In this way they discovered that the first object was probably a white dwarf, a hundred times smaller than the Sun and with about half its mass. The second object was a star similar to the Sun, although ten times smaller (about the size of Jupiter) and much closer to the end of its life. Both stars orbited each other every 51 minutes.
But still there was something that didn’t quite add up. “The biggest star looked like the Sun,” Burdge recalls, “but the Sun can’t fit into an orbit of less than eight hours. What’s going on here?”
The answer was not long in coming. nearly 30 years ago, Saul Rappaport, also from MIT, had predicted with his colleagues that ultrashort-orbit systems should exist as catastrophic variables.
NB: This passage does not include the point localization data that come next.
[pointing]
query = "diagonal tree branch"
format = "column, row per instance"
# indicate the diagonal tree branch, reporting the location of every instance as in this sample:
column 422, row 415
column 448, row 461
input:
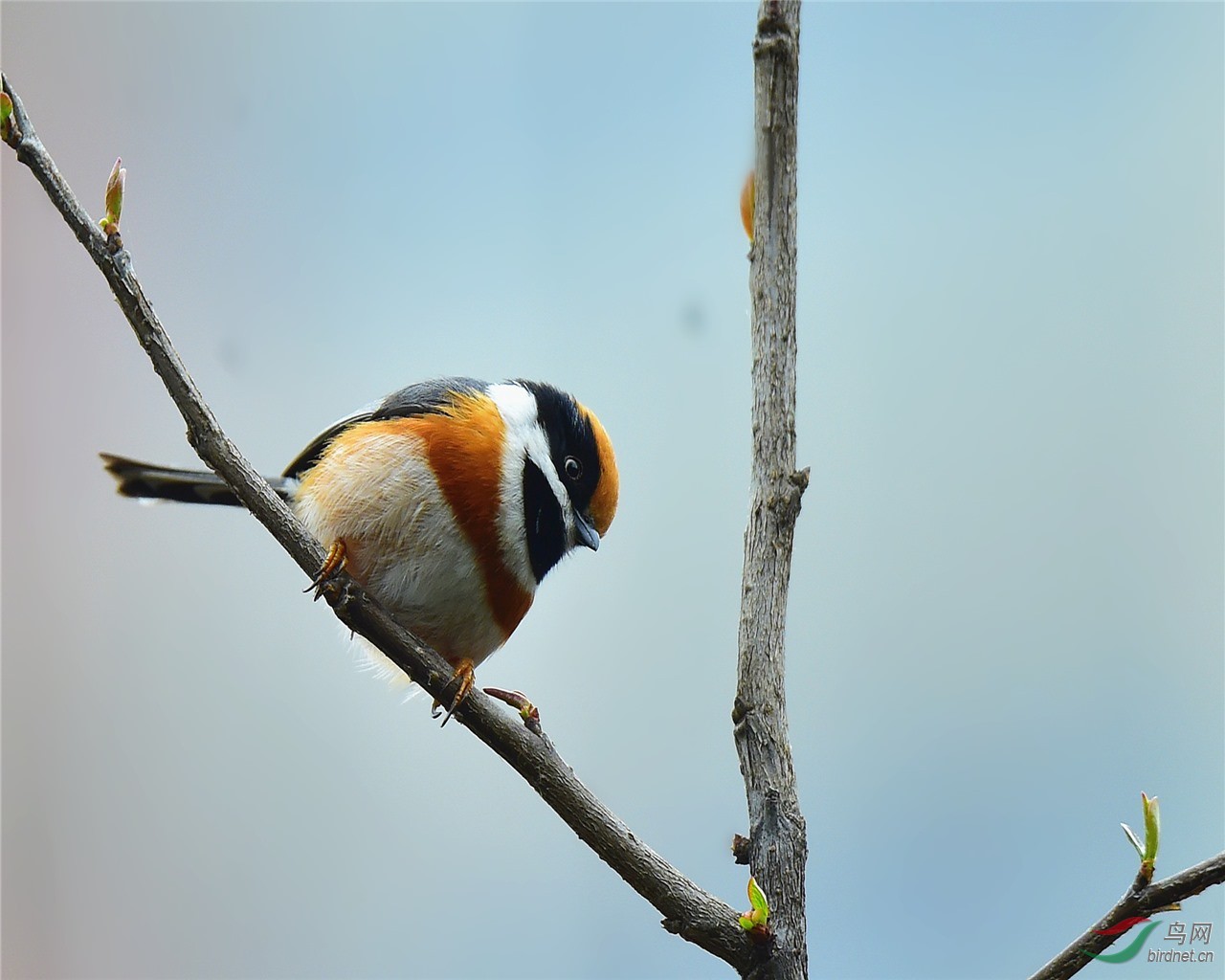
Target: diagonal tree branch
column 777, row 847
column 1142, row 900
column 689, row 910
Therefore, as the white dwarf feeds on the star similar to the Sun, eating its hydrogen, it should reduce in size until it is reduced to a nucleus of helium, an element denser than hydrogen and heavy enough to keep the dead star in a tight and extremely short orbit.
Burdge realized that ZTF J1813+4251 was probably a cataclysmic variable, in the act of transitioning from a hydrogen-rich body to a helium-rich one. The discovery confirms predictions made by Rappaport and his team, and also stands as the shortest-orbiting cataclysmic variable detected so far.
“It’s a very special system,” says Burdge. We were doubly lucky to find a system that answers a big open question, and is at the same time one of the most beautifully behaved cataclysmic variables known.”